Sports News Ghana native gains footing in U.S. development program
APR 15, 2003 LISTEN

In a sense, it is unfortunate that Freddy Adu is being celebrated as the new superstar of American soccer. For just a few months ago, he wasn't American at all.

He was still Ghanaian, a son of the African country Ghana, that is so proud to be the first below the Sahara to shake off the shackles of European colonialism and declare its independence. Ghana is where Freddy should be starring on the international stage.

Instead, Freddy is the talk of the under-17 U.S. team that is participating this week in the Dallas Cup. He is 13.

He is not exactly another Landon Donovan or DaMarcus Beasley or Eddie Johnson, U.S.-born-and-bred talents. He can't be American soccer's Pele, as some have suggested. Maybe he could be its Hakeem Olajuwon equivalent.

He is part American soccer present, part American soccer product.

Freddy is emblematic of one reason developing countries find footing in the World Cup so uncertain. As the popularity and economics of soccer have expanded, so too has the search for talent. It has pushed more and more scouts into Africa and South America looking for kids, adolescents even, to turn into players. Some even lose their right to play for their birth country's national team if they suit up for another country's national team beforehand.

The scouts offer more money than the talent they've identified can imagine. The scouts send the youngsters to farm clubs in places such as Belgium and France. If the kids don't pan out, and most of them don't, they wind up on the streets with nothing more than a bad memory. It happened to another Ghanaian prodigy, Nii Lampteh, about a decade ago. He flamed out in Europe after becoming an under-17 MVP.

Soccer's greatest ever, Brazil's Pele, calls the whole thing "the slave trade." Freddy very well may have been on that conveyor belt headed to who-knows-where if not for a little bit of luck that landed him in U.S. Soccer's developmental program. How lucky is U.S. Soccer for this, too?

Freddy's mother, Emelia, entered and won one of those occasional green-card lotteries the U.S. government holds in search for immigrants it might like. Freddy's mom said she tried her luck in order to get the best possible education for her two sons.

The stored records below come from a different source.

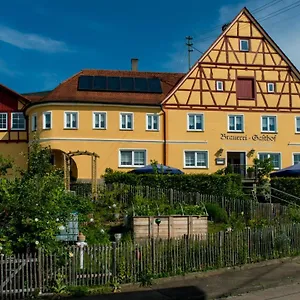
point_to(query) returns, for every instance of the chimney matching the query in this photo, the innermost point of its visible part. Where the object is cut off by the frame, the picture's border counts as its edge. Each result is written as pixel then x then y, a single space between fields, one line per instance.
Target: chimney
pixel 134 64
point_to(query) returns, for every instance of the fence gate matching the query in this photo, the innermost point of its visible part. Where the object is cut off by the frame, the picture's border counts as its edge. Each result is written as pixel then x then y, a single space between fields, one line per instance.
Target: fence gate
pixel 19 276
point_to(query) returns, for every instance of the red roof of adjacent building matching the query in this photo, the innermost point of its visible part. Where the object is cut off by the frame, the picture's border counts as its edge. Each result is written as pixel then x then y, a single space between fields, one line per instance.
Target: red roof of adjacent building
pixel 68 91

The Adus moved to the Washington D.C. suburb Potomac, Md., in 1997. Freddy was eight, the oldest boy by two years.

In his native Tema, Ghana, he'd only played around with a soccer ball in the street. In suburban Washington, soccer dads took note. By 10 or 11, he was in Europe with a club team, playing so spectacularly that he attracted those scouts, including one who offered a six-figure contract from an Italian club.

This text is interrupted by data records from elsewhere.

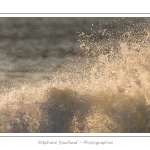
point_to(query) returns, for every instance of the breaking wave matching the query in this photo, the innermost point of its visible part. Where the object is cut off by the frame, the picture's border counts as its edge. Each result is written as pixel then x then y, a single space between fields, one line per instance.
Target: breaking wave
pixel 104 88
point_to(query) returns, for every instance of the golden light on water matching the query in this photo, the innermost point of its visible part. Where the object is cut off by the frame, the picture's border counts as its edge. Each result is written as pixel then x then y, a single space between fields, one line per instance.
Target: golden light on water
pixel 103 88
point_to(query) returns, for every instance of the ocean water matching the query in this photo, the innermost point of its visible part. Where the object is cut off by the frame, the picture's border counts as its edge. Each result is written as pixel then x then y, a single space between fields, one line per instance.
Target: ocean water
pixel 74 75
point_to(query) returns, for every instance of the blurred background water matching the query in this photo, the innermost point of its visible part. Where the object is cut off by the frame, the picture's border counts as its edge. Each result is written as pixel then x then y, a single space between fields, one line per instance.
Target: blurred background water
pixel 74 75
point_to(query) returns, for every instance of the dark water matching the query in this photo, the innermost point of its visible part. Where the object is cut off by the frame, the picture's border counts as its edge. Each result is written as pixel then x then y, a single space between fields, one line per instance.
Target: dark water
pixel 74 75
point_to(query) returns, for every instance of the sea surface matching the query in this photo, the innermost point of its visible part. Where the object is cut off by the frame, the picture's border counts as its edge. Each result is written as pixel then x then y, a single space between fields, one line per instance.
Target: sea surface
pixel 74 75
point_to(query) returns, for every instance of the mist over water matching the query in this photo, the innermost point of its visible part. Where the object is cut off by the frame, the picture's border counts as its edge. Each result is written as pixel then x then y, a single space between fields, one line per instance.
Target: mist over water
pixel 74 75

But Freddy's mom turned down that potential ticket to fortune. Instead, she opted for U.S. Soccer's development program based in Bradenton, Fla. Half the day is school; half the day is soccer. In a short time, it has produced not only good players such as Donovan, but soccer players with high school and college diplomas that won't fall flat on their faces if making a living at soccer doesn't work out. Freddy is in an accelerated program and is on pace to earn his high school diploma next May at age 14. He could also graduate to the MLS then, or chance the European leagues, becoming a 14-year-old pro. LeBron who?

Most everyone expects Freddy, whose birthday is June 2, 1989, to make the next U.S. World Cup team in 2006, being as young as Pele, 17, during Pele's World Cup debut. Freddy is that good.

He is so good that U.S. Soccer even helped his family gain U.S. citizenship.

"His mother was in queue the last year or so," U.S. Soccer spokesman Jim Moorhouse said. "So it was going to happen."

It came through a couple of months ago, just in time for Freddy to officially join the under-17 team as it enters world championship play.

"He's an anomaly," Moorhouse admitted of Freddy. "He does skew it [U.S. Soccer's success at developing players]. But he's in a program that has shown over the last 10 years that it works."

It works even if the kid doesn't wind up booting a soccer ball for a living. Europe's soccer keepers owe their talents of tomorrow just as much.